Le business du football mondial vient de se heurter à la dure réalité des fuseaux horaires et du pragmatisme économique. La FIFA, qui espérait initialement empocher la coquette somme de 300 millions de dollars auprès de la Chine pour les droits de diffusion de la Coupe du Monde, a dû revoir drastiquement ses ambitions à la baisse. Face à l'inflexibilité des négociateurs chinois, l'instance dirigeante du football a finalement capitulé, acceptant un chèque de seulement 60 millions de dollars.
Cette monumentale décote de 80 % s'explique par une réalité mathématique et biologique imparable : les horaires des matchs. La compétition se déroulant sur le continent américain, la quasi-totalité des rencontres phares est programmée pour être diffusée entre minuit et 6 heures du matin en Asie de l’Est. Une contrainte majeure qui a rapidement douché l'enthousisme des diffuseurs, conscients qu'une infime partie de la population locale sacrifierait son sommeil pour suivre la compétition en direct.
La télévision d’État chinoise, en position de monopole sur ces négociations, a fermement refusé de payer des tarifs premium pour un événement condamné à des audiences nocturnes confidentielles. Surprise par cette résistance, la FIFA a tenté de sauver les meubles en entamant une longue glissade tarifaire, faisant passer ses exigences de 300 millions à 150 millions de dollars. Devant le refus persistant de Pékin, qui a maintenu son offre à prendre ou à laisser, l'instance a dû se résoudre à signer l'accord minimaliste.
Pour les spécialistes du *sport business*, cette issue souligne les limites financières du soft power de la FIFA face aux géants asiatiques. Si le marché chinois et ses centaines de millions de fans potentiels restent indispensables pour l'exposition globale du football, ils ne sont plus prêts à être monétisés à n'importe quel prix, surtout quand l'équipe nationale ne participe pas au tournoi. La FIFA a ainsi appris à ses dépens que même la plus prestigieuse des compétitions ne peut pas rentabiliser l’insomnie à grande échelle.

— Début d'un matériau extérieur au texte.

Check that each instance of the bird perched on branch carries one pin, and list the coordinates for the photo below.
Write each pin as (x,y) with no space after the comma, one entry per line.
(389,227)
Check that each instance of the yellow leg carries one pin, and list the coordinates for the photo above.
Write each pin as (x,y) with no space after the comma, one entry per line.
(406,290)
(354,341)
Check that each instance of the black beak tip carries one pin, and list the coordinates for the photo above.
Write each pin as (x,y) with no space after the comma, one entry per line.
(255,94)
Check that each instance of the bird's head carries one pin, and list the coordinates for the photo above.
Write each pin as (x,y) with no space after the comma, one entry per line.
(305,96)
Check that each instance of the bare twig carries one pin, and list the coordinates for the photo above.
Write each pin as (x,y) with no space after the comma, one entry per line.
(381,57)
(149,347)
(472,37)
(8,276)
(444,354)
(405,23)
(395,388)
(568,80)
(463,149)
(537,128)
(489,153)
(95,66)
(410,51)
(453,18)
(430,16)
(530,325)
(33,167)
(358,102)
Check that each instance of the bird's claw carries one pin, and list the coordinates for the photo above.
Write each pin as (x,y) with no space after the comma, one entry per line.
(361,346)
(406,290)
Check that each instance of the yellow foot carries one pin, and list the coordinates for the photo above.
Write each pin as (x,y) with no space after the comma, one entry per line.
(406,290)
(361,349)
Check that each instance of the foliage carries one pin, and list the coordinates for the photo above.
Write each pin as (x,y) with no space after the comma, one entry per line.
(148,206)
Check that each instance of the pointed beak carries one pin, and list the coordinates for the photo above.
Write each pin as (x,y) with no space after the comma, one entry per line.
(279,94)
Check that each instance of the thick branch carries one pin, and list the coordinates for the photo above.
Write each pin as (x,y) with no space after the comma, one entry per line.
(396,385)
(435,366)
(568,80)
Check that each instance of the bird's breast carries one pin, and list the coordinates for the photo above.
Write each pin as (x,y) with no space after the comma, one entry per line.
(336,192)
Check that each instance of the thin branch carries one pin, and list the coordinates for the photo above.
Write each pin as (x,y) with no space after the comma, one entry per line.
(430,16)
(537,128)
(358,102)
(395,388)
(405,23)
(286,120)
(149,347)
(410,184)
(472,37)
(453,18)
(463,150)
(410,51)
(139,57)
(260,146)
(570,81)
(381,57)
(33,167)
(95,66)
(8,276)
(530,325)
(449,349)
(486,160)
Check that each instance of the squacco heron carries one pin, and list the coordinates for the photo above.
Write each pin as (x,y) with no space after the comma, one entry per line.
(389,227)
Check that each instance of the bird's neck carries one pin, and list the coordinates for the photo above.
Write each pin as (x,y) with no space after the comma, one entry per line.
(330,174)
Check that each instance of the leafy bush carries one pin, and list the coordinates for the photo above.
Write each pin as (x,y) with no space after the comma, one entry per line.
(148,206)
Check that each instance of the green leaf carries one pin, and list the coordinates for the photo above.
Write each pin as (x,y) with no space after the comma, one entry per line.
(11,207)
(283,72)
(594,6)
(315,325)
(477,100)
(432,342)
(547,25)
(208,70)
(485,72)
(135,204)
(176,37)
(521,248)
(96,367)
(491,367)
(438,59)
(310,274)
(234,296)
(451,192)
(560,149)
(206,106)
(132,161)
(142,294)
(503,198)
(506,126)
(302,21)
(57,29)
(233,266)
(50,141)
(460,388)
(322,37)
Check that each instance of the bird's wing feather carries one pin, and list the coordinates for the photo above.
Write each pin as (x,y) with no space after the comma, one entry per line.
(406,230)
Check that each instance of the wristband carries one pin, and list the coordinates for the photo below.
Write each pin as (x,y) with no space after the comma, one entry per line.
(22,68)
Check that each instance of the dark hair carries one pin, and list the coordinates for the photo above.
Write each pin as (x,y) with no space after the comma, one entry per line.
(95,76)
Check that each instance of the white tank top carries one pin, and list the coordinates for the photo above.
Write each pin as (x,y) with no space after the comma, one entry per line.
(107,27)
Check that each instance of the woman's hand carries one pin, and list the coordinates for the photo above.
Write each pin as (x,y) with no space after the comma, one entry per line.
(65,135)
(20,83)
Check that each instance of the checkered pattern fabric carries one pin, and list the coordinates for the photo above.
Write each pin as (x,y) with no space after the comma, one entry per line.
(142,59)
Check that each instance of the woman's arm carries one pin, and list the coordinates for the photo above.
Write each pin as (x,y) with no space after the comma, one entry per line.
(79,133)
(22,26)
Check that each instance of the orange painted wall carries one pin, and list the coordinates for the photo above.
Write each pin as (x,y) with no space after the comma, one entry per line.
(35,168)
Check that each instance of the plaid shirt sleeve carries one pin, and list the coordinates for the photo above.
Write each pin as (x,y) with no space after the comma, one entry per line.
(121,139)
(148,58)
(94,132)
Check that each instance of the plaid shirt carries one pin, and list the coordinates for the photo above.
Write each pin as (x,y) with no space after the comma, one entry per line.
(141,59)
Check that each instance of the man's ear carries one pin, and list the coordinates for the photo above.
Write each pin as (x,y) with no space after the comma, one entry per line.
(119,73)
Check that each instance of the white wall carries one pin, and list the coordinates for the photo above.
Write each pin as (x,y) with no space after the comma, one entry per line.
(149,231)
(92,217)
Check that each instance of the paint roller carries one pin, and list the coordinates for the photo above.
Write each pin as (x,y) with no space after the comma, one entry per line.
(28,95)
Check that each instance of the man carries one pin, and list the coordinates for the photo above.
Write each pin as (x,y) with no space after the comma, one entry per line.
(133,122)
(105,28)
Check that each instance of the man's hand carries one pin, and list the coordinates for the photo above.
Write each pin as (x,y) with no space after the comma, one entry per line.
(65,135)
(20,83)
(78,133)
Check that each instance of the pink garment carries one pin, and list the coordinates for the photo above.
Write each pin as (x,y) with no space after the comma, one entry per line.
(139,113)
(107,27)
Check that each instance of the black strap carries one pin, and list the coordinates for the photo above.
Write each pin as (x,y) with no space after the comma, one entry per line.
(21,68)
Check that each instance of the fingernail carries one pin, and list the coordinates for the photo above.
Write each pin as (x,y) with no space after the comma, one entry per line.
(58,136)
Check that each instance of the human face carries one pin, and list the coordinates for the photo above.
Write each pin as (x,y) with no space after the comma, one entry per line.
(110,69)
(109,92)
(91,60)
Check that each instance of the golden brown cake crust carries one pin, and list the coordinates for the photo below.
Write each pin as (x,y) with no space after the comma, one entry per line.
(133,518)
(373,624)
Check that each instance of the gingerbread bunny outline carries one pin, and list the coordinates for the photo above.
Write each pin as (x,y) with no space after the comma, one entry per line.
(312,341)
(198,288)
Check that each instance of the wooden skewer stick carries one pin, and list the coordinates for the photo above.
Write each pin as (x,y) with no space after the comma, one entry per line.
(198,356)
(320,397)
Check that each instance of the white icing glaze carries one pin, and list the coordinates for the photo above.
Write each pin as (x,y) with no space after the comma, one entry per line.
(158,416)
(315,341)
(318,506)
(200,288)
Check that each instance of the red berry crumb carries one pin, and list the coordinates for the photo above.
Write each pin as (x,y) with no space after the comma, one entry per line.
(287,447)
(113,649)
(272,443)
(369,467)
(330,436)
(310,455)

Au-delà du cas chinois, ce précédent rapporté par l'Associated Press pourrait bien faire jurisprudence et inciter d'autres diffuseurs internationaux à mieux négocier les droits en fonction de l'impact des décalages horaires. En attendant, les passionnés de football en Chine pourront savourer leurs matchs tardifs, tandis que la télévision d'État se frotte les mains d'avoir réalisé le coup financier de l'année. La FIFA, quant à elle, repart avec une leçon d'économie nocturne qu'elle n'est pas près d'oub
lier.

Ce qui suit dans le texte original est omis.